Tuesday, September 12, 2017

The crazy way I make mac and cheese


I just got back from the gym and I'm fighting the impulse to make and devour whole a box of mac and cheese. While the pasta part would actually be good for an after workout snack, the cheese will block some of the carb absorption, slows digestion and of course is calorically dense. So I have a special way of making mac and cheese so tasty, you'll only eat a reasonable portion of mac n cheese while feel totally fulfilled.

What you'll need

  • A mini-box of baby spinach
  • Your favorite mac 'n' cheese. I always use organic because you don't need pesticides in your snack, right?
  • Three RyVita crisps-whichever you like. (if you don't like any, try Light Rye- it's the most neutral tasting, I think.)
  • Optional: two heaping tablespoons of flax, chia, coconut mix.
  • 6-8 cauliflower florets. Doesn't matter if fresh or frozen. Mine were frozen- I just microwaved them for 30 seconds to thaw.
  • 2 egg whites
  • Optional: a heaping tablespoon of nutritional yeast, to amp up the cheese flavor
  • 2 teaspoons olive oil or 1 tsp olive oil and olive oil spray
  • Salt and pepper to season. I also like paprika, onion flakes, and a little cayenne.

What to do

Preheat the oven to 400 degrees F.

Heat up some water and start making the mac. Don't let it finish, though- cut it short by 2 minutes. Drain the pasta and add the flavor packet. Don't bother adding butter or milk- we won't need it. But DO allow a little of the cooking water to stay in the pan in order to mix the cheese into liquid.


In the meantime, microwave the fresh spinach for about a minute and half. Remove from microwave and roughly chop. I used kitchen scissors and it was a snap.

Microwave the cauliflower, if needed. Put it in a food processor and process until it's starting to look like sticky rice.


Break up the crackers, add to a dry processor bowl with the chia/flax/coconut mix, if desired, and process until it looks like coarse bread crumbs. Just as you finish, add a teaspoon of olive oil.


Mix the spinach, cauliflower and mac and cheese. As you mix, add salt and pepper to taste, and some herbs/spices if you want. When it's pretty well mixed and seasoned, add the egg whites and incorporate them. Also add the nutritional yeast flakes now if you're adding them.


Put this into a baking dish- I used an 8x8" pan and that was about right.

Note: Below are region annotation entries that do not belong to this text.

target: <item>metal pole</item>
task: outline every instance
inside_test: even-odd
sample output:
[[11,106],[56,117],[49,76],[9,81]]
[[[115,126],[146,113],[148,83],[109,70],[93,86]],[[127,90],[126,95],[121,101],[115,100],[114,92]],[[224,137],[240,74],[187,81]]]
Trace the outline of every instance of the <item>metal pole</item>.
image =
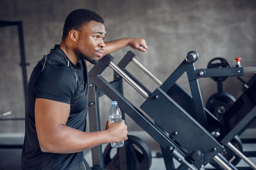
[[233,150],[236,154],[239,156],[243,160],[245,161],[251,168],[253,168],[254,170],[256,170],[256,166],[254,165],[251,161],[248,159],[247,157],[245,157],[240,151],[236,148],[230,142],[229,142],[227,146],[232,150]]
[[140,87],[133,80],[126,74],[122,70],[121,70],[112,61],[109,63],[109,66],[119,74],[126,82],[127,82],[131,86],[132,86],[139,93],[146,99],[149,95],[144,90]]
[[216,155],[213,159],[223,169],[225,170],[233,170],[218,155]]
[[139,63],[135,58],[132,58],[132,62],[134,63],[137,66],[138,66],[140,69],[142,70],[146,74],[147,74],[150,77],[151,77],[153,80],[154,80],[156,83],[159,86],[162,85],[163,83],[157,78],[152,73],[151,73],[147,68],[143,66],[141,63]]

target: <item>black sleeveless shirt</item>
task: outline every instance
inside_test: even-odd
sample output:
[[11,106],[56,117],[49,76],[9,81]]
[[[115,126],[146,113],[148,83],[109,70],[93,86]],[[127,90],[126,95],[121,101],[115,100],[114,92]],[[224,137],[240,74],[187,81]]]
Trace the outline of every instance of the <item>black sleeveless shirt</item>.
[[67,154],[42,152],[36,130],[34,109],[37,98],[70,104],[66,126],[85,131],[89,86],[87,69],[85,60],[74,65],[57,45],[34,68],[26,92],[22,169],[74,170],[82,163],[83,152]]

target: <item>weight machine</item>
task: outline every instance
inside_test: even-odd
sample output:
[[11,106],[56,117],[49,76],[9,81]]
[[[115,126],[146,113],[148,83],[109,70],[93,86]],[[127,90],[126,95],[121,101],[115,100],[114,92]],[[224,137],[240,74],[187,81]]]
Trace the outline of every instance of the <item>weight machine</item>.
[[[254,119],[256,82],[225,114],[217,117],[204,107],[198,81],[198,79],[203,77],[255,74],[256,68],[241,66],[238,60],[235,67],[195,70],[194,62],[197,60],[198,54],[192,51],[162,83],[135,57],[135,55],[129,51],[117,65],[113,62],[113,57],[108,55],[89,72],[88,117],[90,131],[100,130],[99,98],[106,95],[111,100],[117,101],[123,113],[129,115],[159,144],[166,170],[204,169],[204,166],[212,161],[225,170],[237,170],[232,163],[233,160],[227,159],[228,158],[223,154],[226,147],[235,153],[234,157],[243,159],[251,168],[256,170],[256,166],[231,142]],[[125,67],[131,61],[159,87],[151,92],[130,74]],[[110,82],[101,75],[108,66],[114,71],[114,80]],[[176,82],[185,72],[189,81],[191,95]],[[124,96],[123,79],[145,98],[140,109]],[[222,109],[219,110],[221,111]],[[125,147],[119,148],[113,159],[109,155],[110,148],[107,147],[103,154],[101,146],[92,148],[93,166],[112,170],[148,169],[151,155],[146,145],[135,137],[128,137],[128,138]],[[135,144],[142,150],[142,154],[132,146]],[[180,163],[178,167],[175,167],[173,158]],[[234,157],[231,159],[234,159]]]

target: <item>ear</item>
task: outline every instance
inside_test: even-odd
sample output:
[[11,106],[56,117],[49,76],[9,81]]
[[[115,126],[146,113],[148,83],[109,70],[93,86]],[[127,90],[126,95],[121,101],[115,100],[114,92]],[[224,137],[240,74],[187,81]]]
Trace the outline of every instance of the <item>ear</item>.
[[72,29],[68,32],[68,35],[72,40],[74,41],[76,41],[78,36],[78,32],[74,29]]

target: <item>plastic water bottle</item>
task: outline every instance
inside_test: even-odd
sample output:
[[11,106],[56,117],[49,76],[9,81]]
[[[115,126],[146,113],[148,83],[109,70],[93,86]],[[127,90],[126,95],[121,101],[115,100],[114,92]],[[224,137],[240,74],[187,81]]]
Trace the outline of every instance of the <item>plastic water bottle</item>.
[[[112,101],[111,107],[109,110],[109,120],[112,122],[118,122],[122,119],[122,113],[117,106],[117,102]],[[124,141],[119,142],[111,142],[112,148],[121,148],[124,145]]]

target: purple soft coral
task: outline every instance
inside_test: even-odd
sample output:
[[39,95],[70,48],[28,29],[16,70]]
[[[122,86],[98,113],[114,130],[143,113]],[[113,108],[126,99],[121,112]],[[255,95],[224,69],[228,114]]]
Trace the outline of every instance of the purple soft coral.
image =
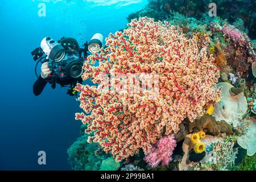
[[151,167],[156,167],[162,162],[162,166],[168,166],[172,160],[172,151],[176,147],[174,135],[161,138],[156,147],[152,148],[151,152],[144,160]]

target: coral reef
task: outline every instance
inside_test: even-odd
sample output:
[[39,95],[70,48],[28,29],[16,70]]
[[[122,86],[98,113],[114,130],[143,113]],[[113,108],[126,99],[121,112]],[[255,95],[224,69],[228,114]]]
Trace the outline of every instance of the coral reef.
[[234,142],[232,137],[224,137],[224,139],[218,140],[208,145],[203,161],[195,167],[193,170],[232,170],[235,168],[234,162],[238,154],[237,148],[234,148]]
[[[117,161],[141,148],[148,154],[163,135],[177,133],[185,118],[193,122],[220,95],[214,89],[220,72],[207,53],[206,41],[187,38],[169,22],[147,17],[133,20],[128,27],[110,34],[106,47],[85,62],[83,79],[100,84],[76,87],[81,93],[80,107],[91,113],[76,114],[76,119],[88,124],[86,133],[94,132],[88,142],[99,143]],[[96,61],[98,67],[93,66]],[[150,82],[144,73],[158,83],[158,89],[149,84],[146,92],[143,86],[133,90],[134,85]]]
[[105,154],[95,155],[98,144],[88,143],[88,137],[82,136],[68,149],[68,160],[73,170],[98,171],[102,160],[108,158]]
[[174,135],[161,138],[156,147],[153,147],[150,154],[144,160],[152,168],[157,167],[162,162],[162,166],[168,166],[172,160],[171,156],[174,148],[176,147],[176,140]]
[[213,136],[218,135],[221,133],[225,133],[229,135],[233,134],[232,126],[225,121],[216,121],[214,117],[204,114],[193,122],[183,122],[181,123],[179,131],[175,135],[175,139],[179,142],[184,139],[189,133],[200,131]]
[[255,4],[242,2],[218,2],[220,18],[212,1],[151,0],[110,34],[84,63],[96,86],[76,87],[90,135],[72,168],[255,170]]
[[242,148],[247,150],[247,155],[251,156],[256,152],[256,122],[254,119],[250,121],[250,126],[245,135],[237,139],[237,143]]
[[220,82],[216,87],[221,88],[222,98],[218,102],[213,113],[217,121],[224,120],[234,127],[239,125],[239,119],[246,114],[247,104],[243,93],[237,96],[230,94],[233,86],[227,82]]
[[246,31],[251,38],[256,39],[256,3],[253,0],[151,0],[144,9],[130,15],[127,20],[130,22],[146,15],[155,20],[163,20],[171,16],[174,11],[184,16],[205,18],[209,17],[208,7],[212,2],[217,6],[218,16],[227,19],[240,30]]
[[143,169],[133,164],[127,164],[121,168],[121,171],[143,171]]

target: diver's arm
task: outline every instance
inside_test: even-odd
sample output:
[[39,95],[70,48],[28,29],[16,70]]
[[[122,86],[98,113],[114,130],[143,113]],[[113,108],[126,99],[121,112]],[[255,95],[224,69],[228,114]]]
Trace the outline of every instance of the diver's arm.
[[44,63],[41,67],[41,75],[33,85],[33,92],[35,96],[38,96],[43,92],[47,84],[46,78],[47,78],[51,73],[52,71],[49,68],[49,62]]
[[47,81],[43,78],[41,75],[40,75],[33,85],[33,93],[35,96],[38,96],[40,95],[44,90],[47,84]]

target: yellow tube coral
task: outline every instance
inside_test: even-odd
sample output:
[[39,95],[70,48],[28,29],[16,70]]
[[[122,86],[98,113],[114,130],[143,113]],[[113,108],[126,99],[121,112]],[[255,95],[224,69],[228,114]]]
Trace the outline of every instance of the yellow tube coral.
[[200,139],[204,139],[205,137],[205,133],[201,131],[199,133],[199,136],[200,136]]
[[196,154],[202,153],[205,149],[204,143],[200,140],[198,140],[194,144],[194,151]]
[[193,143],[195,143],[199,141],[199,134],[197,133],[194,133],[191,135],[191,142],[192,142]]
[[212,105],[212,104],[210,105],[208,109],[207,109],[206,113],[208,114],[209,115],[211,115],[213,111],[214,111],[214,107]]

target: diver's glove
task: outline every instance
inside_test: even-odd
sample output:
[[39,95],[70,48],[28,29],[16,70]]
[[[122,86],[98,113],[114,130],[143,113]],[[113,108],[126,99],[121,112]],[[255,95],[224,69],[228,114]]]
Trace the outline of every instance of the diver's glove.
[[51,68],[49,67],[49,62],[43,63],[41,67],[41,77],[46,79],[52,73]]

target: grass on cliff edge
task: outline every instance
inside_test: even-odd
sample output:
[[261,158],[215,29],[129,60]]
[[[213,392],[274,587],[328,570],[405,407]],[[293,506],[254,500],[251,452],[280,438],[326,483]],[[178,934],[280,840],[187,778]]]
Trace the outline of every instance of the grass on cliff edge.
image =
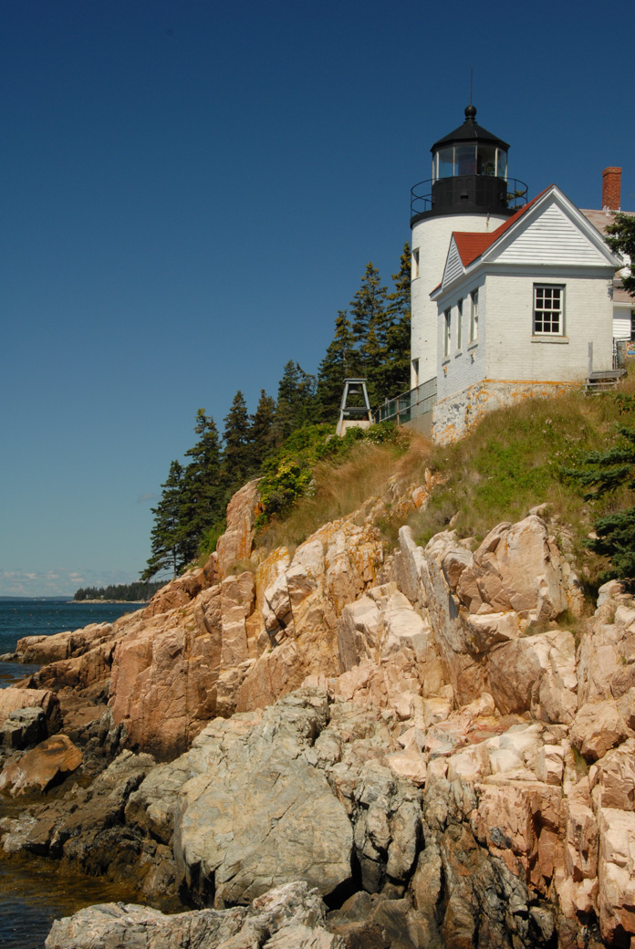
[[[562,470],[575,468],[588,451],[607,448],[620,427],[635,425],[635,411],[628,411],[625,400],[628,396],[635,396],[633,374],[614,393],[571,391],[499,409],[451,446],[432,445],[405,429],[390,443],[361,442],[346,459],[318,461],[311,496],[299,498],[286,516],[273,520],[260,543],[294,547],[322,524],[350,513],[371,495],[383,494],[391,478],[404,486],[422,482],[429,468],[445,482],[409,520],[420,544],[452,521],[458,535],[474,537],[476,546],[500,521],[519,520],[530,508],[547,502],[550,515],[569,529],[593,585],[607,563],[584,547],[584,538],[598,517],[635,504],[635,497],[625,486],[601,500],[585,501]],[[380,526],[393,541],[401,522]]]
[[424,544],[452,527],[461,537],[479,543],[500,521],[516,521],[530,508],[546,502],[550,516],[570,529],[574,550],[590,584],[607,562],[584,547],[598,517],[635,503],[623,486],[598,500],[563,475],[589,451],[604,451],[621,427],[635,425],[628,397],[635,395],[632,373],[618,389],[585,396],[572,390],[553,399],[534,399],[493,412],[466,438],[437,447],[432,463],[446,481],[433,493],[412,524]]

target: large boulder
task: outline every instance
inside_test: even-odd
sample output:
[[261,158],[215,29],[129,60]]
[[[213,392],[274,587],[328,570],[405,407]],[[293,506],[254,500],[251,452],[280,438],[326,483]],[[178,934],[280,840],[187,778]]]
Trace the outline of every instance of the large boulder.
[[339,674],[338,618],[374,585],[383,545],[371,525],[344,518],[320,528],[290,563],[286,555],[274,551],[271,557],[262,601],[271,645],[247,670],[236,691],[237,711],[270,705],[307,676]]
[[326,697],[289,697],[244,740],[197,740],[204,770],[181,790],[175,855],[201,902],[245,903],[303,879],[327,895],[351,877],[353,832],[324,774],[304,754],[326,725]]
[[571,744],[585,758],[596,761],[628,735],[617,702],[609,698],[582,706],[571,726]]
[[0,791],[24,794],[29,791],[47,791],[76,771],[84,755],[65,735],[54,735],[15,761],[10,761],[0,772]]
[[635,604],[621,584],[600,587],[578,659],[580,705],[619,698],[635,686]]
[[573,720],[578,702],[571,633],[555,629],[503,642],[490,652],[487,669],[503,715],[529,711],[540,721]]
[[248,560],[253,549],[255,519],[262,510],[258,483],[258,479],[249,481],[227,505],[227,530],[216,544],[221,579],[236,561]]
[[52,636],[25,636],[15,647],[21,662],[57,662],[59,660],[81,656],[116,635],[117,623],[91,623],[74,632],[54,633]]

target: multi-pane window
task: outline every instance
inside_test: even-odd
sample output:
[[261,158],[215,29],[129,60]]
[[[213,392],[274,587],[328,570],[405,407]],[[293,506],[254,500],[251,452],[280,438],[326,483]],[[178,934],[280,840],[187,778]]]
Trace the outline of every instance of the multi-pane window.
[[533,286],[533,333],[563,333],[564,287]]
[[463,301],[457,304],[457,349],[460,349],[463,342]]
[[478,339],[478,290],[470,294],[470,343]]

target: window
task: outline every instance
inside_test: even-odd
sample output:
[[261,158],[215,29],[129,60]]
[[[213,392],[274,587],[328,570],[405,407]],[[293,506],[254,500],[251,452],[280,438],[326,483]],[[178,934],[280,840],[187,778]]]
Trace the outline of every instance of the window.
[[457,349],[460,349],[463,342],[463,301],[457,304]]
[[412,261],[410,267],[410,279],[416,280],[419,276],[419,248],[412,251]]
[[478,290],[470,294],[470,343],[478,339]]
[[443,333],[443,356],[450,355],[450,340],[452,333],[452,310],[446,309],[443,314],[445,332]]
[[533,335],[564,334],[564,287],[533,285]]

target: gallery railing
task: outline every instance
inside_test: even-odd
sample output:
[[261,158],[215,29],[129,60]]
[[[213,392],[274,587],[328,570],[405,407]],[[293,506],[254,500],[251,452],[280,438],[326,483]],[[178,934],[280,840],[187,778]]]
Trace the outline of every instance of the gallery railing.
[[399,425],[403,425],[413,419],[425,415],[432,411],[432,406],[437,401],[437,377],[428,379],[421,382],[416,389],[409,392],[402,392],[395,399],[387,399],[380,405],[374,415],[374,419],[378,421],[396,421]]

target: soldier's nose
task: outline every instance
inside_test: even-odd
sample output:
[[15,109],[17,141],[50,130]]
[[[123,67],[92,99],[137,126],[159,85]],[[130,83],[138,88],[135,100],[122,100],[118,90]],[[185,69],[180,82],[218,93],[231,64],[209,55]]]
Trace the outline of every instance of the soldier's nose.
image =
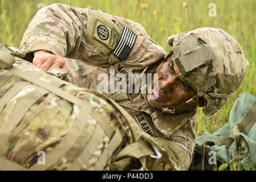
[[161,82],[161,88],[163,90],[169,92],[172,86],[174,86],[176,81],[175,77],[168,78],[165,80],[162,80]]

Top with the RyVita/flax/olive oil crumble. Stick it in the pre-heated oven. Set the timer for 20 minutes.

How you know it's done: take a forkful/spoonful. the hunk should retain its shape and the crust will stay in place.

Enjoy your guilt-free mac and cheese. You're welcome!

Note: you no doubt have substitution ideas. Explore them.  Can you use kale instead of spinach? Heckles yeah! Don't bother microwaving it beforehand and shred it into little pieces.

You may also wonder if you want this totally vegan. Of course! There are excellent Mac and Cheeze products out there. The egg white is not necessary, it just adds a nice low-calorie custardiness since you're basically stretching a box of mac and cheese to perhaps twice the original bulk. A little dash of unsweetened soy milk, make the mix a tad thinner, the milk will get absorbed by the pasta and make the texture more pleasant. Experiment!